「ビジネスメール詐欺」(BEC)では、サイバー犯罪者が巧妙な手口で、標的組織のさまざまな役職になりすましたメールを使い、犯罪を成功させる。その具体的な手口を見ていく。
連載第1回「いまさら聞けない『ビジネスメール詐欺』(BEC)とは何か? 1000万円超の被害も」では、世界中で被害が深刻化している新たなサイバー犯罪「ビジネスメール詐欺」(以下、BEC)とは何か、その特徴や被害状況、どのような企業が狙われるのかについて解説しました。第2回の今回は、BECの具体的な手口について詳しく解説します。
BECは、攻撃者が不正プログラム(マルウェア)など多様な手段で企業の業務メールを盗み見て得た情報を基に、巧妙ななりすましメールで不正送金、情報窃取といった詐欺行為をするサイバー犯罪です。

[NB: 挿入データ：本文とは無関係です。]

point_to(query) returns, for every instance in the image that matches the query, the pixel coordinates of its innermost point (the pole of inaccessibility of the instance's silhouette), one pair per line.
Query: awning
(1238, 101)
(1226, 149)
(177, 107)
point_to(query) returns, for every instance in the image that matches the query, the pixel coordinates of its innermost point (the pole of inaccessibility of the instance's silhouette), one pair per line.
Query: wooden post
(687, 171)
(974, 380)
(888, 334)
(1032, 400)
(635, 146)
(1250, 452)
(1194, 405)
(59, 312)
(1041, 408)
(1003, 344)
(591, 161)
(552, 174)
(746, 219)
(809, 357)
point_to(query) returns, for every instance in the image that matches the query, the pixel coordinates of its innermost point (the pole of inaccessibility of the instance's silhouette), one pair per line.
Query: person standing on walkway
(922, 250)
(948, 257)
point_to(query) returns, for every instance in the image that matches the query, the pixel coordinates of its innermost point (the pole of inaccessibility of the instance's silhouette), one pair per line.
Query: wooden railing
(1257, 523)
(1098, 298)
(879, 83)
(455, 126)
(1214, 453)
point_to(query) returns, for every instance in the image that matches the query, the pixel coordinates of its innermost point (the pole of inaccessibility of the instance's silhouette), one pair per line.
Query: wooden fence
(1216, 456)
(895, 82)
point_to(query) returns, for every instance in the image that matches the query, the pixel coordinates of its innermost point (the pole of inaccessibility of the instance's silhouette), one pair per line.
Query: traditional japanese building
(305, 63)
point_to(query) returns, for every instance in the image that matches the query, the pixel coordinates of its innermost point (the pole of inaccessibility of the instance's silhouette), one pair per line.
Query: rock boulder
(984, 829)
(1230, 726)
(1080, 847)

既に国内外の企業でBECの被害が報告されており、なりすます人物、詐欺の内容などによって以下に示す5つの代表的なタイプが確認できています。
それぞれのタイプについて、詳しく見ていきます。
1つ目は、サイバー犯罪者が標的企業の経営幹部を装い、財務部門の担当者や責任者に偽の送金指示メールを送る手口です(図1)。海外では最高経営責任者(以下、CEO)を装った手口が一般的で、CEOをかたったメールを金融機関に直接送り、偽の送金処理をさせるケースもあります。そのため、このタイプは「CEO詐欺」とも呼ばれています。

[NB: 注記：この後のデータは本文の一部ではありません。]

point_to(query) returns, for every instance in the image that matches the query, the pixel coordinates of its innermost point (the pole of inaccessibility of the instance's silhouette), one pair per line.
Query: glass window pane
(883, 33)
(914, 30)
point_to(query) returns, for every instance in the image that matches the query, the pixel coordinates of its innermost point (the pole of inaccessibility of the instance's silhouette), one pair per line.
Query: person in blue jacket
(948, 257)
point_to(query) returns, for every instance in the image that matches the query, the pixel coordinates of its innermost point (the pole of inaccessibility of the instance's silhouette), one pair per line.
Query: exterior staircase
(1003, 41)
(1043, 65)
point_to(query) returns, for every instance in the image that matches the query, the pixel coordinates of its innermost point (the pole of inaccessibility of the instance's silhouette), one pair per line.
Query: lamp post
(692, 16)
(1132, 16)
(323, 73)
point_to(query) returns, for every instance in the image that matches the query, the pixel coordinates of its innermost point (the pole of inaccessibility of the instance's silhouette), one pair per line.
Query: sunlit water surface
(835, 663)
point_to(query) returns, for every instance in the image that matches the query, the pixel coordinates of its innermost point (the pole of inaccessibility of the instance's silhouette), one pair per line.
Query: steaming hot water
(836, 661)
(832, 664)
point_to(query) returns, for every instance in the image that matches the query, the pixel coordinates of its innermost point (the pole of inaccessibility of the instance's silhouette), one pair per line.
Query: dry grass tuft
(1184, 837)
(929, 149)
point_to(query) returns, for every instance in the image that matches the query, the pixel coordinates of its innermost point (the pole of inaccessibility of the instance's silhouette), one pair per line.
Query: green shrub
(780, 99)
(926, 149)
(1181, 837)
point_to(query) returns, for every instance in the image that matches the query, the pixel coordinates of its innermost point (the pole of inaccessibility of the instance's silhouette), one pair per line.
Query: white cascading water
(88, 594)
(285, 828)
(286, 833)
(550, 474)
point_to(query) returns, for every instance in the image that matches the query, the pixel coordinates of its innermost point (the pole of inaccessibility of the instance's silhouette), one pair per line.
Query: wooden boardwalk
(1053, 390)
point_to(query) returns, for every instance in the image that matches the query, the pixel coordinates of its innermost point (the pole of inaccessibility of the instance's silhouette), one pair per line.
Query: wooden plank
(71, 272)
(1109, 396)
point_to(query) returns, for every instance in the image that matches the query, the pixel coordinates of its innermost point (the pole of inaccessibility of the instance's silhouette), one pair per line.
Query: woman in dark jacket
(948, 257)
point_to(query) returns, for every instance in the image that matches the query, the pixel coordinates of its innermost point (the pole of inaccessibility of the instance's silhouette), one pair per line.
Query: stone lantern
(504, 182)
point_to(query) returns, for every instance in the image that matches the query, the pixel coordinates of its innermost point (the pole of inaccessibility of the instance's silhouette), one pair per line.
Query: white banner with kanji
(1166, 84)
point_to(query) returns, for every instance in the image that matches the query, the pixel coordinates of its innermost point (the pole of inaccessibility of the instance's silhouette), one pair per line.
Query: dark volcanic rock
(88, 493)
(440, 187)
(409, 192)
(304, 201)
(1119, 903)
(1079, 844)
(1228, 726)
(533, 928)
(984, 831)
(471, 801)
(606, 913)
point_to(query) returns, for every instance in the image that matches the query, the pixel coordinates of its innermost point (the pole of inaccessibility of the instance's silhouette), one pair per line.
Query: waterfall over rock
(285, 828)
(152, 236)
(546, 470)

サイバー犯罪者は事前に盗み見た業務メールの情報を用いるなどして、経営幹部を装ったメールを巧妙に作成します。例えば過去の業務メールのやりとりを記載して、あたかも送金指示が本物かのように見せかけるなど、一見しただけでは、なりすましメールだと判断しにくいようにしています。

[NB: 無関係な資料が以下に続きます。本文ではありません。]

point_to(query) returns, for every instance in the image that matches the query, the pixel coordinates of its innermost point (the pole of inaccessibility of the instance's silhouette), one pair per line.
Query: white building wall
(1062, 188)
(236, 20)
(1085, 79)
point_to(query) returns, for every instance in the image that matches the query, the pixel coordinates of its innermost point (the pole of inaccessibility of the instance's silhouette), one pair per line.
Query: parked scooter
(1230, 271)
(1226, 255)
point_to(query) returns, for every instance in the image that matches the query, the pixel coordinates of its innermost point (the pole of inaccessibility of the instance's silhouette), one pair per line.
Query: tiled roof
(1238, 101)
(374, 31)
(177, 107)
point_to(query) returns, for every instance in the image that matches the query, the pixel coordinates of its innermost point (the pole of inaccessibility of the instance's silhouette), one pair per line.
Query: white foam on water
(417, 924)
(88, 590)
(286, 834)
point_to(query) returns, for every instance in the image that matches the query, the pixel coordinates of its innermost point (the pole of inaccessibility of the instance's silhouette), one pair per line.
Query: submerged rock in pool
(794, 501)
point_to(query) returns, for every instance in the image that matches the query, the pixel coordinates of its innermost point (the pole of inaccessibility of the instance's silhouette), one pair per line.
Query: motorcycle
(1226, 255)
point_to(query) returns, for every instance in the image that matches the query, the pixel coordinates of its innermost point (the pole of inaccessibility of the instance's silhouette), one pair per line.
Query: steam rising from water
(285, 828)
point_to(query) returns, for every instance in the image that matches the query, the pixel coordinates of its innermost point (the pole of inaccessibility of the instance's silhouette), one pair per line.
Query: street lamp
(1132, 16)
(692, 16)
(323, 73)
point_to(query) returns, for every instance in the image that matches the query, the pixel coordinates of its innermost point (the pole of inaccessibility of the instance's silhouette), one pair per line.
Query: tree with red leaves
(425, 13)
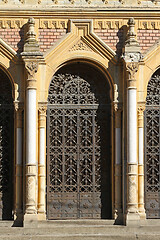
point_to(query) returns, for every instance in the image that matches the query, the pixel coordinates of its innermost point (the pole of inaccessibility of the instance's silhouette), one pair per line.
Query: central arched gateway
(79, 144)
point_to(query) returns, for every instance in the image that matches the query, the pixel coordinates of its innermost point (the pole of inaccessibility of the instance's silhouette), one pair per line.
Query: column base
(30, 221)
(132, 219)
(142, 214)
(41, 216)
(18, 219)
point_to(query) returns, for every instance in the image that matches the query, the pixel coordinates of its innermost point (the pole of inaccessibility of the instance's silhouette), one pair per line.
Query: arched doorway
(6, 147)
(79, 144)
(152, 147)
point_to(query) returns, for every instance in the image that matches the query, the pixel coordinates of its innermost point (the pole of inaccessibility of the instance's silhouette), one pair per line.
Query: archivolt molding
(79, 43)
(7, 51)
(47, 23)
(147, 24)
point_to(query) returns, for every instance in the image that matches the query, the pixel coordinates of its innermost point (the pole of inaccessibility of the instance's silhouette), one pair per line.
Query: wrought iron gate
(77, 116)
(152, 148)
(6, 147)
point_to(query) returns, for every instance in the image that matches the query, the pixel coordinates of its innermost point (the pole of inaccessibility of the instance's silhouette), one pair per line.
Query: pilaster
(132, 56)
(42, 161)
(18, 215)
(31, 57)
(141, 108)
(118, 166)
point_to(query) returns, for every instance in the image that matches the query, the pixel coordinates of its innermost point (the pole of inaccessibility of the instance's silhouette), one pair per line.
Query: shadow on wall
(22, 34)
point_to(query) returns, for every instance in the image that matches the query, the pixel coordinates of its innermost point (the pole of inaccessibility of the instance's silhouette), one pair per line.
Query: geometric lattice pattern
(74, 147)
(6, 147)
(152, 148)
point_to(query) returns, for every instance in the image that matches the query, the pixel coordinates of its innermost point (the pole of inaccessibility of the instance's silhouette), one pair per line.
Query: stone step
(76, 222)
(82, 237)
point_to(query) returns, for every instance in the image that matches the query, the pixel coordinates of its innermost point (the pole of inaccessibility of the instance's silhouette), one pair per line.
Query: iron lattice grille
(74, 147)
(6, 147)
(152, 148)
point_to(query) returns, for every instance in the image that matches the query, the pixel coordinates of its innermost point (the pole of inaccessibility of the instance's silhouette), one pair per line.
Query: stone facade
(118, 38)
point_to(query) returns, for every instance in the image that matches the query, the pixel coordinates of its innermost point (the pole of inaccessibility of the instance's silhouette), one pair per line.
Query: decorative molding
(31, 67)
(132, 68)
(141, 109)
(53, 24)
(108, 24)
(80, 46)
(42, 110)
(115, 102)
(132, 57)
(11, 23)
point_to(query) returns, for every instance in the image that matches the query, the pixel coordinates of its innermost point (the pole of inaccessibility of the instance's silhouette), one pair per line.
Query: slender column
(132, 163)
(42, 163)
(19, 164)
(31, 162)
(141, 163)
(118, 168)
(31, 57)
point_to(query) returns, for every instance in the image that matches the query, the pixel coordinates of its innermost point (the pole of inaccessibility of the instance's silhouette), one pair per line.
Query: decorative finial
(31, 45)
(131, 38)
(31, 36)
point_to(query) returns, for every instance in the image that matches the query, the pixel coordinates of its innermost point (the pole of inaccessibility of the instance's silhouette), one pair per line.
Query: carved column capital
(18, 110)
(132, 68)
(31, 66)
(42, 115)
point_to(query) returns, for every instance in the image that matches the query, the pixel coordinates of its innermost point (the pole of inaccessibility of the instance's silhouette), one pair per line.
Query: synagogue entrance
(79, 144)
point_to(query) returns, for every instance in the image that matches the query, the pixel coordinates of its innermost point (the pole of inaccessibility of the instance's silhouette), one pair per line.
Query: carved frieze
(132, 68)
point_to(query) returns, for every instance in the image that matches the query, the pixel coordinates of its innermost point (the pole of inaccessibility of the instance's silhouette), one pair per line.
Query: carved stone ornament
(132, 57)
(42, 110)
(132, 68)
(32, 68)
(141, 109)
(18, 106)
(115, 98)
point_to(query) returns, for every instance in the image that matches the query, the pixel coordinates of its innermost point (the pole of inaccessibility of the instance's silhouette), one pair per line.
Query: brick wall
(147, 38)
(13, 37)
(47, 37)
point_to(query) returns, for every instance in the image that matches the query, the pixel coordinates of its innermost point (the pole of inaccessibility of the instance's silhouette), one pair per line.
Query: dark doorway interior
(6, 147)
(79, 144)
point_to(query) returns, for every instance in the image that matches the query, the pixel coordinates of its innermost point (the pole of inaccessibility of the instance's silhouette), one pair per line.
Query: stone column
(31, 57)
(118, 168)
(132, 56)
(18, 216)
(31, 141)
(132, 163)
(42, 163)
(141, 162)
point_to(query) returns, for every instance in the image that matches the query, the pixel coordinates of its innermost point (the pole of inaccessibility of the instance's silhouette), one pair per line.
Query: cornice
(80, 13)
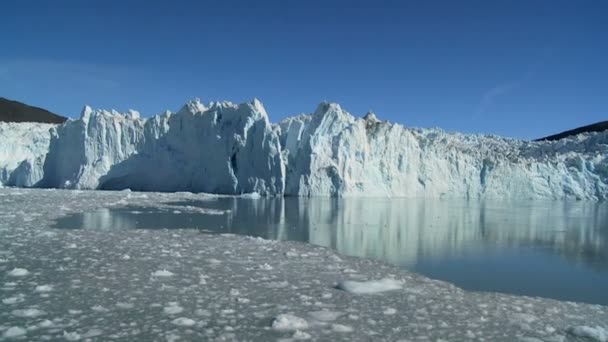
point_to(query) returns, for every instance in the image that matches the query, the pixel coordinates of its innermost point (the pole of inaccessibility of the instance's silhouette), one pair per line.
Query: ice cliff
(332, 153)
(224, 148)
(231, 149)
(23, 148)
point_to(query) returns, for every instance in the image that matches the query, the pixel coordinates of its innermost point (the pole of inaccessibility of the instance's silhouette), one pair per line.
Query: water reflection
(516, 247)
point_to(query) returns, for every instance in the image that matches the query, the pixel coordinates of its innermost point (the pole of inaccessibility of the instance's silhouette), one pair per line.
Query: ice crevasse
(227, 148)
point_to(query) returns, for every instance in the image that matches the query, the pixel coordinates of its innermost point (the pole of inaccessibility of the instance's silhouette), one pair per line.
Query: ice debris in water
(184, 322)
(287, 322)
(370, 286)
(162, 273)
(28, 313)
(44, 288)
(173, 309)
(13, 332)
(18, 272)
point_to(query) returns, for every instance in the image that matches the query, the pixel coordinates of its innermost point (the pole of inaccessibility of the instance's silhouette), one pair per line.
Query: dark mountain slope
(13, 111)
(596, 127)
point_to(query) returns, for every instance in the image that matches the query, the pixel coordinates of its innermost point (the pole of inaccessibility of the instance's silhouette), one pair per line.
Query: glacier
(227, 148)
(23, 150)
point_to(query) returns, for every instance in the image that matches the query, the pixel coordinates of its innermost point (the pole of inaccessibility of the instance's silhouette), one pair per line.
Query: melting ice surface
(536, 248)
(106, 282)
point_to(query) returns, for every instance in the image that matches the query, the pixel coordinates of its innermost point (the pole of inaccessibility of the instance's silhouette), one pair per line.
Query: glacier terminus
(227, 148)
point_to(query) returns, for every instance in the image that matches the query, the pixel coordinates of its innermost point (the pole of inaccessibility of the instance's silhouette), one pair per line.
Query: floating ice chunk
(46, 324)
(390, 311)
(370, 286)
(184, 322)
(99, 308)
(287, 322)
(162, 273)
(173, 309)
(44, 288)
(13, 332)
(341, 328)
(266, 267)
(93, 333)
(121, 305)
(18, 272)
(301, 335)
(14, 300)
(325, 315)
(598, 333)
(28, 313)
(71, 336)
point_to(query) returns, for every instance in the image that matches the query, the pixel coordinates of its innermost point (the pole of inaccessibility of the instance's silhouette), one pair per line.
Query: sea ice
(18, 272)
(288, 322)
(370, 286)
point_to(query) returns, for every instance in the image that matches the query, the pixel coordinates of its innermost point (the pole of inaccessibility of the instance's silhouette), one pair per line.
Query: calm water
(549, 249)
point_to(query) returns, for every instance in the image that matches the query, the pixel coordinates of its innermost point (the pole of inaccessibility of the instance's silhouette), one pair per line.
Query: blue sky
(514, 68)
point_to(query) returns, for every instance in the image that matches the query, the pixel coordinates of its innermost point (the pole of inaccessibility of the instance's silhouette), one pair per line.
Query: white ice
(370, 286)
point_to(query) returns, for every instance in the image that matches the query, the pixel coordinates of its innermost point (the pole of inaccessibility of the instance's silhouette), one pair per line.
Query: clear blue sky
(517, 68)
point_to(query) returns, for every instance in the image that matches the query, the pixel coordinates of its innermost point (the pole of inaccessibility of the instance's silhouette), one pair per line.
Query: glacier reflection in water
(550, 249)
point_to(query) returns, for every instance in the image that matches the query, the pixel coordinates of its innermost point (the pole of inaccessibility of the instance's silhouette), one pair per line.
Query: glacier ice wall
(23, 149)
(226, 149)
(232, 149)
(332, 153)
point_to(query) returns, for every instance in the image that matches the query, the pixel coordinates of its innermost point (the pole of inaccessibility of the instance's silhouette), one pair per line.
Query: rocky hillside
(13, 111)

なりすましメールの送信元メールアドレスのドメインには、サイバー犯罪者がなりすましている人物の所属組織の正規ドメインに類似したものが使われる傾向があります。サイバー犯罪者は受信者を動揺させるため、極秘案件を装ったり、「至急対応願う」「緊急のお願い」といった内容を件名や本文に記載したりすることがあります。経営幹部の外出中など、メール受信者が内容の真偽を確認することが難しいタイミングを狙って、偽の送金指示メールを送ってきた事例も公表されています。